Council members promised to fund parks backlog if levy was defeated but no plan in the works

Posted at 7:00 AM, Feb 13, 2017

CINCINNATI – City Council has yet to propose a long-term funding solution to fix the parks system’s multi-million dollar maintenance backlog.

That was a promise a majority of members made as they urged voters to oppose a 2015 parks levy on the ballot, vowing instead that council could solve the issue without a new tax.

But more than a year later, the parks system’s estimated multi-million dollar repair issues continue to grow as Cincinnati Parks could face a tighter budget from the city for upgrades and repairs next year.

“You do the best you can,” Cincinnati Parks Director Willie Carden, who is retiring later this year from the job, said. “I’m not faulting the city – the city is trying to make due with the resources they have.”

Parks officials estimate they’ve fallen behind on maintenance repairs by nearly $60 million as of last year, according to documents provided to WCPO. Those unfunded needs have resulted in crumbling stairways, hazardous playground surfaces or park shelters in such disrepair that they’ve been closed down in some of the city’s parks.

Ideally, parks leaders would like $4 million every year to pay for their laundry list of city parks repairs.

Instead, the parks system typically gets about half of its request – or less – annually to fund expenses such as replacing playground sets or repaving walking trails.
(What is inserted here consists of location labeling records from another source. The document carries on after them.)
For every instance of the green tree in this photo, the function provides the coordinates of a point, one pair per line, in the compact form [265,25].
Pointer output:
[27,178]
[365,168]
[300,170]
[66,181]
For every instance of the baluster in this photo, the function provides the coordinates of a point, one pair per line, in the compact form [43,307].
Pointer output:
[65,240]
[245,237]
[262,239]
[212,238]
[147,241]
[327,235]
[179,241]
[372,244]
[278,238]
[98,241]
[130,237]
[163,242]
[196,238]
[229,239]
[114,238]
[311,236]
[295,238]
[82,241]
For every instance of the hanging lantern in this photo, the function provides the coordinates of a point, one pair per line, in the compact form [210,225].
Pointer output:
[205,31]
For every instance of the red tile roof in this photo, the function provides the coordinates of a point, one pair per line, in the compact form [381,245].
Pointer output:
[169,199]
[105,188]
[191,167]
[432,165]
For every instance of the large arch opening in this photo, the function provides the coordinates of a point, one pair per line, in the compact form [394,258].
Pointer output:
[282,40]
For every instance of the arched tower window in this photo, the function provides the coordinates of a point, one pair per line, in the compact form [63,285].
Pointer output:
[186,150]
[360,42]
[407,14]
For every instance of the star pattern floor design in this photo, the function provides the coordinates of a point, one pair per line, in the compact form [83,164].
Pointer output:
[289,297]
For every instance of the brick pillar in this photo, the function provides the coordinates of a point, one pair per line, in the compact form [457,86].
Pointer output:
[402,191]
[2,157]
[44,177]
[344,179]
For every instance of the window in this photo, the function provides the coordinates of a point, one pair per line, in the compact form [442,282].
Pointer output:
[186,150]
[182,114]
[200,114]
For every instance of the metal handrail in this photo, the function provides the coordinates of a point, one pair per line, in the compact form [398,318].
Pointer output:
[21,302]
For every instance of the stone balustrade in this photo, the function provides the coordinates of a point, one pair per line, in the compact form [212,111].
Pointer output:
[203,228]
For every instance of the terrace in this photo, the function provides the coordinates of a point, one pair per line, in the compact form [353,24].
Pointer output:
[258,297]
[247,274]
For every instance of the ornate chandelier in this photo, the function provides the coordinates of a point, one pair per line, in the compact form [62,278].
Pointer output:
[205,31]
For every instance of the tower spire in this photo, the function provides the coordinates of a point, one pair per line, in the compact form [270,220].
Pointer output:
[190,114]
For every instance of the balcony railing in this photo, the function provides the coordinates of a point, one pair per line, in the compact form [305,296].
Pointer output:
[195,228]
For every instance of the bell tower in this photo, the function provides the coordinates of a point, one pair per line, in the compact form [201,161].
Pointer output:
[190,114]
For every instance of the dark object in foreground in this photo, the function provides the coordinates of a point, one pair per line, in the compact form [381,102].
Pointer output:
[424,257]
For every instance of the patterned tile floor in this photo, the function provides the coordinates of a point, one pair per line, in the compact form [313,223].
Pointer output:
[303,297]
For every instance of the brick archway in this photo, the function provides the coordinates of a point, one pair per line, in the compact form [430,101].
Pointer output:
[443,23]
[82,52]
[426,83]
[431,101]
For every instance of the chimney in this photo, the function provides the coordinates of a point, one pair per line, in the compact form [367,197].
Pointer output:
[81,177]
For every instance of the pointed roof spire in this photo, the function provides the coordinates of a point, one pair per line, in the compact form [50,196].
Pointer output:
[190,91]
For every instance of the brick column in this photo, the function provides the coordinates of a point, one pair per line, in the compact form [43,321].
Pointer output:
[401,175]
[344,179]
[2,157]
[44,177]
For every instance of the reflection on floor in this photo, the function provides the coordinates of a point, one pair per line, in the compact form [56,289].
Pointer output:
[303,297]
This year, the city approved $2.4 million for parks maintenance. The city also provided another $1.5 million to match a time-sensitive federal grant award to the parks department for the construction of a boat marina at Smale Riverfront Park.

But next year, the department is facing a budget as small as $1.66 million for capital projects, a current city budget proposal shows. And, with the city facing a possible $7 million budget shortfall next year, parks funding is likely to take a lower priority against the needs of other departments, such as police and fire.

Parks funding fluctuates from year to year; in 2008, for example, the city gave parks $3.4 million. In 2014, funding dipped to $1.6 million.

City officials also allocate roughly $10 million every year to pay for the parks’ operational needs, but that only covers day-to-day needs such as workers’ salaries and keeping parks or trails up and running.

But capital funding is what the parks system relies on to make long-term upgrades or repairs, typically costing more than $5,000.

Cincinnati Mayor John Cranley’s proposal to charge an extra property tax to funnel to the parks system would have brought in an estimated additional $5.5 million annually to pay for parks repairs, but voters soundly defeated the plan.

Nearly two years later, the parks backlog that spurred his levy proposal is no closer to being solved, Cranley said.

“We’ll continue to chip away at the deferred maintenance. It will take years,” Cranley said in an interview with WCPO last month. “There’s not enough money to go around to get the parks back where they need to be.”

Several City Council members were vocally opposed to the parks tax, holding press conferences and sending out media releases questioning the need for the levy.

Just days before the election a coalition of council members, including Yvette Simpson, Chris Seelbach and Wendell Young, said they would find a way to fund more parks repairs if voters killed the levy at the polls. The city’s lucrative $8.3 million sale of the Blue Ash Airport land in 2015 was floated as an option. 

Cranley faults those council members for failing to come up with that alternative plan to fund the city’s park maintenance backlog.

“It’s one thing to say, ‘I want more money for parks,’ but money doesn’t grow on trees. You got to find ways to pay for it,” Cranley said. “They sometimes pretend money grows on trees. It doesn’t.”

But Simpson, who is running for Cranley’s job as mayor, said the parks system has faced too much turmoil during the last year to sort out funding issues.

She points to an audit that found problems with oversight and accountability at the parks department. Then, late last year two Parks Board members unexpectedly resigned. Carden also announced his plans for retirements late last year.

The issues have also strained the parks board’s relationship with the city, she added.

“I don’t believe folks should keep the pressure off on this (funding) commitment, I just think, understand the dynamic has shifted,” Simpson said. “It’s really challenging for us to be able to allocate funding in a strategic way when the leadership of the department is shifting.”